Details of the Cloudflare outage on July 2, 2019

So in response to a catastrophic failure due to testing in prod, they're going to push out a brand new regex engine with an ETA of 2 weeks. Can anyone say testing in prod?

The constant use of 'I' and 'me' (19 occurrences in total) deeply tarnishes this report, and repeatedly singling out a responsible engineer, nameless or not, is a failure in its own right. This was a collective failure, any individual identity is totally irrelevant. We're not looking for an account of your superman-like heroism, sprinting from meeting rooms or otherwise, we want to know whether anything has been learned in the 2 years since Cloudflare leaked heap all across the Internet without noticing, and the answer to that seems fantastically clear.
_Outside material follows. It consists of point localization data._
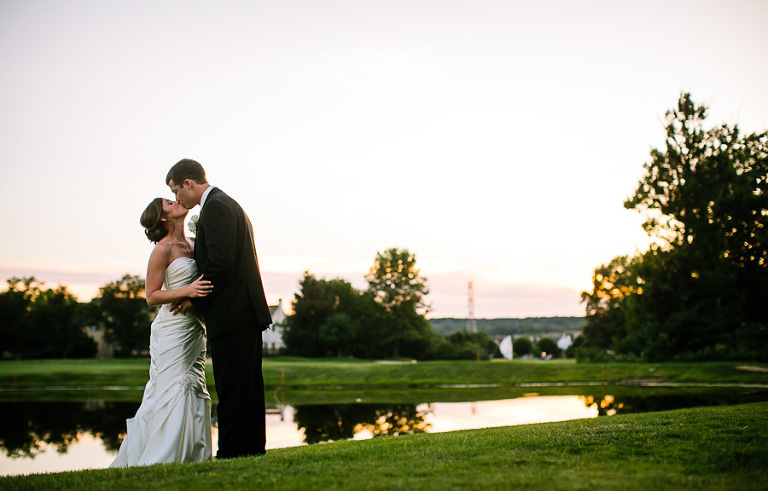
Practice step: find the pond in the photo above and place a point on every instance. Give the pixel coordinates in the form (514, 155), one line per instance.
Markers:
(53, 436)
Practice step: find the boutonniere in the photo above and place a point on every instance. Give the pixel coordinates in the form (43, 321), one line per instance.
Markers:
(193, 223)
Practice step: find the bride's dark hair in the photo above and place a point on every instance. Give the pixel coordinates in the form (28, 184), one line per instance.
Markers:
(152, 220)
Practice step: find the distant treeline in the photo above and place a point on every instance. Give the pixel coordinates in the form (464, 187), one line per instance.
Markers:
(529, 326)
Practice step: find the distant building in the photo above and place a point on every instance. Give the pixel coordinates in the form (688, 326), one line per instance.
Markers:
(273, 337)
(564, 342)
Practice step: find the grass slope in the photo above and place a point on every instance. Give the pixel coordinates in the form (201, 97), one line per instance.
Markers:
(703, 448)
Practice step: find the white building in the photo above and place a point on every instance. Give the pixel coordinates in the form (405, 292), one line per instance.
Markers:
(272, 338)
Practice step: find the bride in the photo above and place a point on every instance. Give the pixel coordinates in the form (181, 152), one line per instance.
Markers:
(173, 423)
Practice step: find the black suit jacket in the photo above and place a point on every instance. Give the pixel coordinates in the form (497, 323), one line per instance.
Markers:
(225, 254)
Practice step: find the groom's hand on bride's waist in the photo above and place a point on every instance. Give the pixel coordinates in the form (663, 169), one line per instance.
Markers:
(181, 306)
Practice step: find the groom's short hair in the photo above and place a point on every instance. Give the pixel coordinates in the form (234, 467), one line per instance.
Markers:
(186, 169)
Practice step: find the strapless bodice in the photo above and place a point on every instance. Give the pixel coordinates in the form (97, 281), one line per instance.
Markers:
(181, 272)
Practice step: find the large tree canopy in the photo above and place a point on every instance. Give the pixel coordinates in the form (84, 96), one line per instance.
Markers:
(397, 285)
(700, 291)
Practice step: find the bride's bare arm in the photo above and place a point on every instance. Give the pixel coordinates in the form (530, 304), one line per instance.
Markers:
(158, 263)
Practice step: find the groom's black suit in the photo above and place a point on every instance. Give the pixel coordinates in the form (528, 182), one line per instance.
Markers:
(235, 313)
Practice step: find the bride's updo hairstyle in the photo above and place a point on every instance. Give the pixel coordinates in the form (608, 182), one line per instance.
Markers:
(151, 220)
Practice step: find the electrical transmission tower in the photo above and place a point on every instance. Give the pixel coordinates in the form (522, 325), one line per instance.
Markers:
(471, 324)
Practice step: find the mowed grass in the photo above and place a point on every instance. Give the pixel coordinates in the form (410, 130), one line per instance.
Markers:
(301, 373)
(702, 448)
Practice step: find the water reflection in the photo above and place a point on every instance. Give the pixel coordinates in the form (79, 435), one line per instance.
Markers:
(329, 422)
(33, 434)
(27, 428)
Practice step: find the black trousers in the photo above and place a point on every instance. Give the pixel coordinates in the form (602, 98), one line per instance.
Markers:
(240, 388)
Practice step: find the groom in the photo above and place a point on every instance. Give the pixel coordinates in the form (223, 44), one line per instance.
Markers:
(235, 312)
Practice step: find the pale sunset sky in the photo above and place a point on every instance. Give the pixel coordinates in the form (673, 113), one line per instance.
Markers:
(496, 140)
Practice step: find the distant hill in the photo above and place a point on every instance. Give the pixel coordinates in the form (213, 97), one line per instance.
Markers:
(529, 326)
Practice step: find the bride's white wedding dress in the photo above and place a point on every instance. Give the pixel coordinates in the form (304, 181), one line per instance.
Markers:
(173, 423)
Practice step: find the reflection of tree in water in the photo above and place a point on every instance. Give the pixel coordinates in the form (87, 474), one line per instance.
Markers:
(608, 405)
(341, 421)
(26, 426)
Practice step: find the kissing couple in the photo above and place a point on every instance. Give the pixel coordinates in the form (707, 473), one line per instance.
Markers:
(210, 286)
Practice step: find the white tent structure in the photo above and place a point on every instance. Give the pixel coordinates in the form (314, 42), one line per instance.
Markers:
(505, 346)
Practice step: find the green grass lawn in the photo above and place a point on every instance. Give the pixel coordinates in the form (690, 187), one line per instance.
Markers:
(703, 448)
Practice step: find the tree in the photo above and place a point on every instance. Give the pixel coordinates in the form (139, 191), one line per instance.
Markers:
(331, 317)
(121, 308)
(39, 322)
(699, 291)
(400, 289)
(521, 346)
(15, 303)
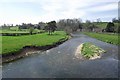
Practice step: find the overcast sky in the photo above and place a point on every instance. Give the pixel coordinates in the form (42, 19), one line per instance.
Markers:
(34, 11)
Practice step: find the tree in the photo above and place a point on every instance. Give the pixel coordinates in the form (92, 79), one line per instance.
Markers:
(110, 27)
(51, 27)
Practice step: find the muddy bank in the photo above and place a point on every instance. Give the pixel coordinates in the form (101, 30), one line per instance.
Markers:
(27, 50)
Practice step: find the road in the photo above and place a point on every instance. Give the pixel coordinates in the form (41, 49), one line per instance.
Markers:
(60, 62)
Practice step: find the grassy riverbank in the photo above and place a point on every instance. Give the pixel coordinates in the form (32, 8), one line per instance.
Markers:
(15, 43)
(109, 38)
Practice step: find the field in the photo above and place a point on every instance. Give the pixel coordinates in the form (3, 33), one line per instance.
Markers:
(109, 38)
(18, 31)
(15, 43)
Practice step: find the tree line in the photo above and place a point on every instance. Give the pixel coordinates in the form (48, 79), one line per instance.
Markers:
(70, 25)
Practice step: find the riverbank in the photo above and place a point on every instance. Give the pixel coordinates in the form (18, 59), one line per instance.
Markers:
(27, 50)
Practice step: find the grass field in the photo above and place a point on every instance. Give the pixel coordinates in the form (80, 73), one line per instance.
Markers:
(15, 43)
(19, 31)
(89, 50)
(109, 38)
This report is written by me, the CTO of Cloudflare. I say "I" throughout because organizational failings are my responsibilty. If I'd said "we" I imagine you'd be criticizing me for NOT taking responsibility.

If you read the report you'd see I do not blame the engineer responsible at all. Not once. I made that perfectly clear.

I wonder if you are able to talk a bit about the development of the Lua-based WAF. I imagine the possible unbounded performance of feeding requests into PCRE must have occurred to you or others at the time - or at least, long before this outage.

I don't mean this as some sort of lame 'lol shoulda known better' dunk - stories about technical organizations' decision-making and tradeoff-handling are just more interesting than the details of how regexes typed in a control panel grow up to become Jira tickets.